The new design rethinks the conventional single inflatable compartment airbag design in favor of a unique three-chamber design — a center chamber and two outward-projecting side chambers, connected by a mesh "sail panel" — that engineers liken to a catcher's mitt. It also inverts the V-shape of a conventional airbag and brings the restraining surface closer to the occupant when deployed.
It's designed to cushion and limit the rotational velocity of the passenger's head in a collision. Analysis of brain injury criterion, or BrIC, suggests the new airbag offers 75% reduction in the rotational velocity of the head in a crash.

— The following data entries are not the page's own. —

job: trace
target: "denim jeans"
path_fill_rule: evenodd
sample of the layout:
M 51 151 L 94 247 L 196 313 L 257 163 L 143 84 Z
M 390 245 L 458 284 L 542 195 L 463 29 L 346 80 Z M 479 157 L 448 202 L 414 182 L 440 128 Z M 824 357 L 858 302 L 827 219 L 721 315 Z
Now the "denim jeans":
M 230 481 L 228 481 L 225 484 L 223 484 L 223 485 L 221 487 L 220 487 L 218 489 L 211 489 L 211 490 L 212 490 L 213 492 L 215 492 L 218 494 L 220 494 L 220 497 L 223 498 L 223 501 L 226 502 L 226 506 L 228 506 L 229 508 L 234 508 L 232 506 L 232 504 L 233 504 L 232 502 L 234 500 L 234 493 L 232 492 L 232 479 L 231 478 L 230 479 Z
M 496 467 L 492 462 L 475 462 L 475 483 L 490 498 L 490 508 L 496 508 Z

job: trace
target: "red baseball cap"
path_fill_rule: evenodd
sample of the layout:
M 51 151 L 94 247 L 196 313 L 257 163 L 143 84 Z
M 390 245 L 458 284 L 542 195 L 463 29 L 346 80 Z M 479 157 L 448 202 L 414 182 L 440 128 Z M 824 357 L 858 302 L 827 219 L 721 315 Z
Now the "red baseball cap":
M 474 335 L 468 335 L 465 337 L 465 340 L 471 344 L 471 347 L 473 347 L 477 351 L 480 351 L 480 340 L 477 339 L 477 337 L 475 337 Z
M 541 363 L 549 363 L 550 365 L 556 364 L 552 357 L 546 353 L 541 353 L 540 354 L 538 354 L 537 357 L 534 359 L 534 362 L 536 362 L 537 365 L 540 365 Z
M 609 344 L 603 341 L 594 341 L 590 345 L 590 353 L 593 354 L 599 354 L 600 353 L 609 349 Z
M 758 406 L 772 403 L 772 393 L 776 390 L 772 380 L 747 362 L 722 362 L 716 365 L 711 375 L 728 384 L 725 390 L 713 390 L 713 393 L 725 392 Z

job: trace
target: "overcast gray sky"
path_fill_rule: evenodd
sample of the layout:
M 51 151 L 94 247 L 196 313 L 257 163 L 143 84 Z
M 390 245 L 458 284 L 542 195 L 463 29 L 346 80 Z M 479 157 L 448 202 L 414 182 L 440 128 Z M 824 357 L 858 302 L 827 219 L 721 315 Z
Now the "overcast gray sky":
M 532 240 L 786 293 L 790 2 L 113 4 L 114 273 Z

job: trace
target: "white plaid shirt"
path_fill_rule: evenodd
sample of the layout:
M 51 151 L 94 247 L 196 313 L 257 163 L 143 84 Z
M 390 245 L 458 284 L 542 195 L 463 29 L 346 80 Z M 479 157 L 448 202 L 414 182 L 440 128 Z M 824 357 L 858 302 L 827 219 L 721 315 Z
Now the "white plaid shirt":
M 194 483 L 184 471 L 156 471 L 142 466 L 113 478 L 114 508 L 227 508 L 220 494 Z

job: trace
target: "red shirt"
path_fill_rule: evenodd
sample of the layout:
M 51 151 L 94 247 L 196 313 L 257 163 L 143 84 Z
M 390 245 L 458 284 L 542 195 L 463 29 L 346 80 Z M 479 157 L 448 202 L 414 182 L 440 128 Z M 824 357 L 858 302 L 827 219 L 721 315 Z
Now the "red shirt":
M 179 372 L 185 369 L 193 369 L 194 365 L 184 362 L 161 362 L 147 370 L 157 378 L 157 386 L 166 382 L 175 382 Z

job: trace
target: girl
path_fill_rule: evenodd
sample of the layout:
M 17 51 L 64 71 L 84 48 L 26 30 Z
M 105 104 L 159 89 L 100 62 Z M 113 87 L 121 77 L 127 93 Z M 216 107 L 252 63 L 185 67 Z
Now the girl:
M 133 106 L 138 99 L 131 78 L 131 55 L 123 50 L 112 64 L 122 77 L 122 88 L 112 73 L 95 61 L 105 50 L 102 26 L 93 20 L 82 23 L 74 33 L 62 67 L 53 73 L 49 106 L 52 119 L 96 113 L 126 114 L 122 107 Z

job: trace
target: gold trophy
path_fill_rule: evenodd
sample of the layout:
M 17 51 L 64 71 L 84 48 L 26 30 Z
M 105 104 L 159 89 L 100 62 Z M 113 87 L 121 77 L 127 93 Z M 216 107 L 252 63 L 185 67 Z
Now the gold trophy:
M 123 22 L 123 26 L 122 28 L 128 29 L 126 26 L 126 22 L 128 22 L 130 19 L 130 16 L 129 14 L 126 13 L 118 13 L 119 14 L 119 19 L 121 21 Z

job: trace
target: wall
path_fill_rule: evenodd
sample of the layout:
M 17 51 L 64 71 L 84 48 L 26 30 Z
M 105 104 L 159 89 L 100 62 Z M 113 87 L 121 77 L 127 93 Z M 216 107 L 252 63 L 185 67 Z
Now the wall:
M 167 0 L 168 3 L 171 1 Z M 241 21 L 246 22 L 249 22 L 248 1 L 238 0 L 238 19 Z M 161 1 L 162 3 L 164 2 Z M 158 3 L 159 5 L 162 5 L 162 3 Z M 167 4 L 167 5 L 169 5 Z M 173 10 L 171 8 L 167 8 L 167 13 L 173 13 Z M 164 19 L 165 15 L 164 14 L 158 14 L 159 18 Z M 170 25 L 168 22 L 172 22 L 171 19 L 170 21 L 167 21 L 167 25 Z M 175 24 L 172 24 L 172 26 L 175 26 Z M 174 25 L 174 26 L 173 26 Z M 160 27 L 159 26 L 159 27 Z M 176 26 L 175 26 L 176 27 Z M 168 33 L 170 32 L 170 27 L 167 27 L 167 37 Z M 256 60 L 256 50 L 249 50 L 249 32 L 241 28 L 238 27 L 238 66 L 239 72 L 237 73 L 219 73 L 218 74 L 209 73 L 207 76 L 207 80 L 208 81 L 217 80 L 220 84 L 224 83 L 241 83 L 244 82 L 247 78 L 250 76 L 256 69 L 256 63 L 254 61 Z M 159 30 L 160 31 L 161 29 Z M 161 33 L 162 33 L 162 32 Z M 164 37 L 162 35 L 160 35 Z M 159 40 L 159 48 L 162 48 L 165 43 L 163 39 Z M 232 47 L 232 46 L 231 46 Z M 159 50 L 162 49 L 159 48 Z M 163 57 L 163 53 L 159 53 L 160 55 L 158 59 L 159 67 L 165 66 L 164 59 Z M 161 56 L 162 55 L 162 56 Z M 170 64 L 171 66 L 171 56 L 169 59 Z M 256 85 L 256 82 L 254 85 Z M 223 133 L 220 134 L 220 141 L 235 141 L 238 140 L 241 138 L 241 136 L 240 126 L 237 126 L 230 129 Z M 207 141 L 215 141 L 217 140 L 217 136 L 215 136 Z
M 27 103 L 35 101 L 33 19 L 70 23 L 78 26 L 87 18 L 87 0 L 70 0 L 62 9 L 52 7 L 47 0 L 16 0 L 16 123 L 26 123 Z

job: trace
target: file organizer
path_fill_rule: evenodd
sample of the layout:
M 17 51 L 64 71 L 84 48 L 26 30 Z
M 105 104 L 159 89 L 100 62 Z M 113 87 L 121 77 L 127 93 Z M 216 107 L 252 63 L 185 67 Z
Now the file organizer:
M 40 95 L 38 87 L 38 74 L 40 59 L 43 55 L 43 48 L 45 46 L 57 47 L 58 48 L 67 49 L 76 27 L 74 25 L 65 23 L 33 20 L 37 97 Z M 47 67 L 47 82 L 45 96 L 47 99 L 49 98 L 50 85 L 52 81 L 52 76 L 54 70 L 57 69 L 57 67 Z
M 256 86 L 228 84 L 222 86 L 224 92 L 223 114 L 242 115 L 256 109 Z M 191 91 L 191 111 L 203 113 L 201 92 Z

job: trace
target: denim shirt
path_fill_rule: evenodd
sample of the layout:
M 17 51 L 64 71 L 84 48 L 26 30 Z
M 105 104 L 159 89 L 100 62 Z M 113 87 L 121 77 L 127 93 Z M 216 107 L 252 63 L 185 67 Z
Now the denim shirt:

It works with the added slack in modern seatbelts to distribute the force of impact between the seatbelt and airbag and limit injury to the occupant's chest.
Development was based on research into the effects of airbag-protected collisions on brain tissue as measured by MRI scans. Honda developed the new technology, which is co-patented with the auto supplier Autoliv, and validated it at its sprawling R&D facility in central Ohio, which features a full crash-test dummy lab, a pitching sled to study and validate crashworthiness and passive safety systems, and a crash barrier lab to conduct crash tests on full production vehicles.
"We are adding this feature because it's safer and we know it's beneficial to our customers," said Eric Heitkamp, crashworthiness technical leader for Honda R&D Americas.
Honda wouldn't say which model or models would get the new airbag first, or exactly when. The new airbag will be made available to other automakers through Autoliv, Honda officials said. Honda says it was the first automaker to introduce an upward-deploying front passenger airbag in 1990 in the Acura Legend.